Por el lado propagandístico destacan los trabajos de los artistas adventistas como Harry Anderson o Nathan Greene: imágenes de Cristos gigantescos abrazando Manhattan, o acercándose hasta un rascacielos para tocar la ventanilla de una oficina en las alturas; retratos donde el Señor asiste a cirujanos o acude a reuniones de negocios. Su propósito es casi utilitario: por eso en la página web de Greene se puede comprar un USB con algunas de sus imágenes seleccionadas, a fin de proyectarlas en cultos o centros médicos.

En este subgénero descuella también Stephen Sawyer: en su web (art4god) encontramos a Jesús hipermasculinizado, hormonal, casi una fantasía erótica en smoking, impidiendo que un adicto se intoxique o vestido de boxeador. El artista explica: “Difícilmente hubieran podido narrarse escenas como el ataque de Jesús a los mercaderes del templo si el protagonista de la historia hubiera sido un debilucho. Era un carpintero de clase trabajadora, seguramente su cuerpo era fuerte y musculoso porque era su herramienta de trabajo”. Para un contemplador lego, sin embargo, todo esto puede parecer más bien lo opuesto a lo pretendido, resultando inverosímil, kitsch, cursi, involuntariamente gracioso.

Merece la pena revisar el trabajo de Duane Michals, el fotógrafo que retrató a un Cristo como un muchacho común y corriente en escenarios ídem de la ciudad de Nueva York: nunca lo habíamos visto tan como uno de nosotros. Pero tampoco lo habíamos visto como soporte para chistes automáticos, hasta que llegaron los memes.

“Este siglo es el de la caída de los grandes relatos”, dice el antropólogo Raúl Castro.

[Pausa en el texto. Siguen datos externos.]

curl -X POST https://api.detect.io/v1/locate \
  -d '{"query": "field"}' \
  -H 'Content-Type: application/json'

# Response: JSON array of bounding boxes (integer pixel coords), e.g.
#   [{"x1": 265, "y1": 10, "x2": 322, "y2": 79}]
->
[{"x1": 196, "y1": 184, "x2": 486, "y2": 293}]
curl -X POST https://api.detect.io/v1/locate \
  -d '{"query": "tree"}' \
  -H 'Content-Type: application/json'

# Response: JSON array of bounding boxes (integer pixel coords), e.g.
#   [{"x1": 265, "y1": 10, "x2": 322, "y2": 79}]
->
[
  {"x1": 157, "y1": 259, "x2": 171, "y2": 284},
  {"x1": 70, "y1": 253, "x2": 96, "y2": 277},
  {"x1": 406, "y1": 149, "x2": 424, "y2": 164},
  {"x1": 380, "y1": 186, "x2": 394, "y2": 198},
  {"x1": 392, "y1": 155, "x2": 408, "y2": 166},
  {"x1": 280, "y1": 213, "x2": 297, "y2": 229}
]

La reciente crisis de prestigio y representación de la Iglesia vino a dar en plena era del cinismo, cuando poco queda por respetar. Así, los grandes relatos ordenadores (como el de Cristo), devinieron pop gracias a las tecnologías de reproducción y divulgación. Como los memes de Jesús (o “Yisus”), propalados en Estados Unidos desde el 2004. Castro explica: “Meme: unidad mínima de significación cultural. Se sustenta en una figura, ícono o idea que puede masificarse y expresarse en múltiples formas acorde con cada contexto, pero sin perder su idea primigenia”. Uno puede pensar que se trata de un uso sacrílego de la figura cristiana. O no. También habla de la vigencia del ícono, de su valor de reconocimiento universal, de lo último que le faltaba al hijo de Dios para ser uno de nosotros: hacernos reír. Quizá por eso una señora de la localidad de Borja, en España, redibujó el Ecce Homo de su parroquia, y cuando vio el resultado le pareció que ese meme involuntario estaba bien, que ese muñeco también era su Dios.

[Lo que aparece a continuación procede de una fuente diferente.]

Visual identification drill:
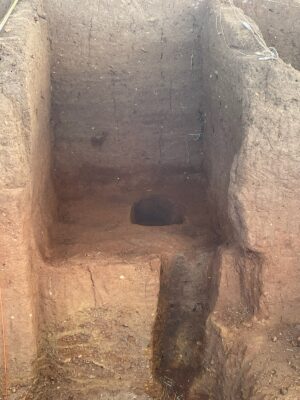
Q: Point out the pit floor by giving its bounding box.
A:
[32,171,216,400]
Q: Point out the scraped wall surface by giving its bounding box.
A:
[201,2,300,322]
[0,1,53,398]
[46,0,203,180]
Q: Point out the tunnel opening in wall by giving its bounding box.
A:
[0,0,300,400]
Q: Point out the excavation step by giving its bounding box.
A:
[40,256,160,400]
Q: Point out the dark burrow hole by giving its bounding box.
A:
[130,195,184,226]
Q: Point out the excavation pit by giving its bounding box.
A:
[0,0,300,400]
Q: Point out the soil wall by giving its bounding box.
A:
[202,2,300,322]
[235,0,300,69]
[0,1,53,395]
[46,0,202,180]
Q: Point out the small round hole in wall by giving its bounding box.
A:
[131,195,184,226]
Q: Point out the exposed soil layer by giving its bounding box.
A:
[30,171,216,399]
[0,0,300,400]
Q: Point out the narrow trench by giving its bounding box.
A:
[0,0,298,400]
[38,170,216,399]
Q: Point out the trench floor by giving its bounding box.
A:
[32,171,216,400]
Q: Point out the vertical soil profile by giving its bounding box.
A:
[0,0,300,400]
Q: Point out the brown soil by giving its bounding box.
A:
[29,170,216,399]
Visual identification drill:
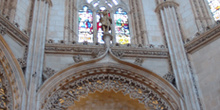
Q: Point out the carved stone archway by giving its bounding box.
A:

La coda justa de esta historia de la cara de Jesucristo llegó en diciembre del 2015, cuando un académico inglés, recurriendo a la tecnología forense, recreó el que sería “el verdadero Cristo”. Y, como para responder a los niños preguntones, nos reveló una divinidad morena, de nariz ancha, pelo ensortijado, robusto.

Leonardo, Rafael, Miguel Ángel: sacúdanse en sus criptas.